The occurrence of methicillin-resistant non-aureus staphylococci in samples from cows, young stock, and the environment on German dairy farms

J Dairy Sci. 2021 Mar 5:S0022-0302(21)00266-6. doi: 10.3168/jds.2020-19704. Online ahead of print.


This study aimed to determine the occurrence of methicillin-resistant (MR) non-aureus staphylococci (NAS) on 20 preselected German dairy farms. Farms were selected based on the detection of methicillin-resistant Staphylococcus aureus (MRSA) during previous diagnostic investigations. Bacterial culture of presumptive MR-NAS was based on a 2-step enrichment method that has been recommended for MRSA detection. Quarter milk samples (QMS), bulk tank milk, swab samples from young stock, and environmental samples were collected for bacterial culture. Methicillin-resistant NAS were detected on all study farms. The MR-NAS positive test rate was 3.3% (77/2,347) in QMS, 42.1% (8/19) in bulk tank milk, 29.1% (59/203) in nasal swabs from milk-fed calves, 18.3% (35/191) in postweaning calves, and 7.3% (14/191) in nasal swabs from prefresh heifers. In the environment, MR-NAS were detected in dust samples on 25% (5/20) of the dairy farms as well as in teat liners and suckers from automatic calf feeders.
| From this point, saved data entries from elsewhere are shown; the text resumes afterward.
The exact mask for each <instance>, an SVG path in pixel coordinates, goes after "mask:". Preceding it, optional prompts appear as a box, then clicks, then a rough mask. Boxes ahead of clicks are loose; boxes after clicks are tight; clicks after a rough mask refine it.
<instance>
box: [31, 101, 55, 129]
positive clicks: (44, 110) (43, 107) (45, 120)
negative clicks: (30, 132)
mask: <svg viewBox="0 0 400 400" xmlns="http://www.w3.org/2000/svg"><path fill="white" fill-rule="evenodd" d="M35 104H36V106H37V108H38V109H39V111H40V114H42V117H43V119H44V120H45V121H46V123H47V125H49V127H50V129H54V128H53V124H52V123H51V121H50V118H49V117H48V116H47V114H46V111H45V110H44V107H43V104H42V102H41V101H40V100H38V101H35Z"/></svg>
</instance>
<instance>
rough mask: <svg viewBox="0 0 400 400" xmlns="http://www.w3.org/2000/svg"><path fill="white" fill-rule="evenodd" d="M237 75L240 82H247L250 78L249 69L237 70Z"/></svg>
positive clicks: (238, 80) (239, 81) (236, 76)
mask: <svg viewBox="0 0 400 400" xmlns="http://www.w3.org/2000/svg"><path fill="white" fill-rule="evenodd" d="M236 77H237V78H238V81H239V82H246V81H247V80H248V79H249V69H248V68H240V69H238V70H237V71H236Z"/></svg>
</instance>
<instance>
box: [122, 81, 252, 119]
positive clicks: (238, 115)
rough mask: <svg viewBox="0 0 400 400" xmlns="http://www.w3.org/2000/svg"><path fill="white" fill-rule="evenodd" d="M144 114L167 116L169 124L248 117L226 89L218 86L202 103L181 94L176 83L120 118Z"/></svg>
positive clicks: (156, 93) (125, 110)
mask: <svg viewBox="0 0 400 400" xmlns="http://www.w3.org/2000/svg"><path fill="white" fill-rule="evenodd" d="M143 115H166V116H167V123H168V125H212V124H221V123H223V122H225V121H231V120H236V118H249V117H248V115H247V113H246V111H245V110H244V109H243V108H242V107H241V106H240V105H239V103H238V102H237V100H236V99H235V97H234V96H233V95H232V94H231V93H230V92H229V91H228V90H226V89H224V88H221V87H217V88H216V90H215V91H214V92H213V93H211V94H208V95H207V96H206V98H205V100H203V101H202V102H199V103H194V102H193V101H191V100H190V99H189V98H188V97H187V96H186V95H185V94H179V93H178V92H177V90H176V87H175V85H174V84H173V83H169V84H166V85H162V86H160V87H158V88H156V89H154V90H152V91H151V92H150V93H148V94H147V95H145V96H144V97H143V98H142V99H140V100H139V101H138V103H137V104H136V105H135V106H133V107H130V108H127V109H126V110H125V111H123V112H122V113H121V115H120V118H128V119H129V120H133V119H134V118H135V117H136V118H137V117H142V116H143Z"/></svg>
The geometric mean somatic cell count in QMS affected by MR-NAS (183,000 cells/mL) was slightly higher compared with all QMS (114,000 cells/mL). Nine MR-NAS species were identified; Staph. sciuri, Staph. lentus, Staph. fleurettii, Staph. epidermidis, and Staph. haemolyticus were the most common species. In addition, 170 NAS isolates were identified that showed reduced cefoxitin susceptibility (4 mg/L) but did not harbor the mecA or mecC genes. On some farms, similar mobile genetic elements were detected in MR-NAS and MRSA. It was suggested that resistance genes may be transferred between NAS and Staph. aureus on the respective farms.